Creo que rechace esa narrativa con mucha rapidez. Me pareció que era algo que no iba a funcionar. Especialmente debido a que visto de negro todo el tiempo y tengo este pelo, era fácil hacer una caricatura de mí; pero sabía que yo no era eso. Un día me olvidaría del lápiz labial morado y probablemente no lo usaría de nuevo en siglos.

Me sentí bien con el cambio, y mucho de ese crecimiento y ese cambio se dio en privado. Dejé de salir mucho y de ser fotografiada, y simplemente volví a casa a vivir, lo cual muchas personas en mi posición encuentran difícil. A veces puede parecer que la vida se define por lo que la gente percibe, escucha y dice de ti y de tu trabajo.

Conozco a personas que han luchado contra ello y luego se han retractado pensando algo como: 'Ay, Dios, ¿qué significado tiene mi vida cuando la gente no está pensando en mí todos los días?'. Pero yo valoro la falta de opiniones que ha habido en este par de años. Era algo importante para mí mientras crecía. Es decir, todavía estoy creciendo.

Al leer artículos sobre ti, hay temas que se repiten entorno a la idea de "uno en un millón", "uno en una generación", "un talento singular". ¿Qué se siente que siempre te digan que eres un ser único? Es como ser el último unicornio.

Sí, definitivamente no lo suscribo. No creo que sea real. Soy tan consciente de mis habilidades como de mis defectos y las cosas que no puedo hacer. Me digo: '¿Cómo puedo ser tan buena si estoy tan consciente de todas las cosas en las que me equivoco?'.
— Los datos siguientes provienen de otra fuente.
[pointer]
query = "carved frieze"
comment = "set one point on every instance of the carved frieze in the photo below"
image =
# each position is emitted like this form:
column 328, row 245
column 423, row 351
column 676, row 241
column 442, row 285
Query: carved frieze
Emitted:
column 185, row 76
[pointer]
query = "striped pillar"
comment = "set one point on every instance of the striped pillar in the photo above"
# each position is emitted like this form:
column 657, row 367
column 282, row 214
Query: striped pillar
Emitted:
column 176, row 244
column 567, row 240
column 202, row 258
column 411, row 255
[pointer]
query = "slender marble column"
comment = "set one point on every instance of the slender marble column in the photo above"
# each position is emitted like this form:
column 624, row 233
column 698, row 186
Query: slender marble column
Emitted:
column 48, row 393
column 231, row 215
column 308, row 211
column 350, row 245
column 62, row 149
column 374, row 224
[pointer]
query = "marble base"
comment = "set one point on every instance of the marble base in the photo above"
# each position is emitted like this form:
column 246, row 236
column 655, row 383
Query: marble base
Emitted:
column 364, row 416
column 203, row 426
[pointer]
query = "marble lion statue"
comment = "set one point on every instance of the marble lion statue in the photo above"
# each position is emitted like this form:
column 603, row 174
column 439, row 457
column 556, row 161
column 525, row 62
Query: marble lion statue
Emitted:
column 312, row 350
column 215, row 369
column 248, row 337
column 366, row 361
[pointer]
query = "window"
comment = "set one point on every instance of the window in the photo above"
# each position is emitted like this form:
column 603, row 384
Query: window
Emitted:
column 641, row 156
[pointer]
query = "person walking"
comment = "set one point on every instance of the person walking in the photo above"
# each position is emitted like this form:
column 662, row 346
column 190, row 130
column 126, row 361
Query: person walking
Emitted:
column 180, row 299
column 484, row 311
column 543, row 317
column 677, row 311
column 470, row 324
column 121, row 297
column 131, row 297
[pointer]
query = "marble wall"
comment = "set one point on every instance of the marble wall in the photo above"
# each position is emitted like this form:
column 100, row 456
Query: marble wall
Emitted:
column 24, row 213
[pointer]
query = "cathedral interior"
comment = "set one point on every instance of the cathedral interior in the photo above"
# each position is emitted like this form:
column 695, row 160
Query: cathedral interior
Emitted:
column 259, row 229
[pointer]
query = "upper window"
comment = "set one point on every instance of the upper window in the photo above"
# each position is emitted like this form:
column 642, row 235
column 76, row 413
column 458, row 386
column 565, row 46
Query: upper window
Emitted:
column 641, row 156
Creo que los escritores de verdad siempre tienen una sensación de insatisfacción con lo que están haciendo, no sé si alguna vez sentiré que lo he logrado, que he conseguido convertirme en una artista. Los mejores escritores se sumergen en sus proyectos y aún así tratan de hacer lo mejor que pueden, siguen intentando arreglar todas los defectos de su último proyecto que no necesariamente les encantó. Sólo estoy tratando de ser tan buena como pueda. De verdad espero que aún día sea realmente buena. Me parece que mi nivel de habilidad ahora está como en estado embrionario, como si fuera un renacuajo.

Eres muy abierta en las entrevistas y con tus fans. ¿Cómo decides qué partes de tu vida tienes que guardar para ti?
Soy una persona realmente abierta, no me pone nerviosa compartir mis emociones con la gente. Pero supongo que es algo curioso, pues hay muchas cosas sobre mí que la gente no conoce. Siento que hay un diez por ciento de mi vida, sólo una pequeña capa superficial, que la gente conoce, y en su gran mayoría vivo una vida muy privada. Espero que siempre sea así.

Tengo muchos secretos. Es muy agradable que la gente realmente no sepa lo que estoy haciendo cada día o cada noche. Puede que tengan ciertas nociones, pero es bueno que haya algo de misterio. Pienso en Stevie Nicks, no sabemos lo que hacía por las tardes en los setenta. Me gusta mucho que sepamos lo que sentía hacia Don Henley, pero que no sepamos varias otras cosas.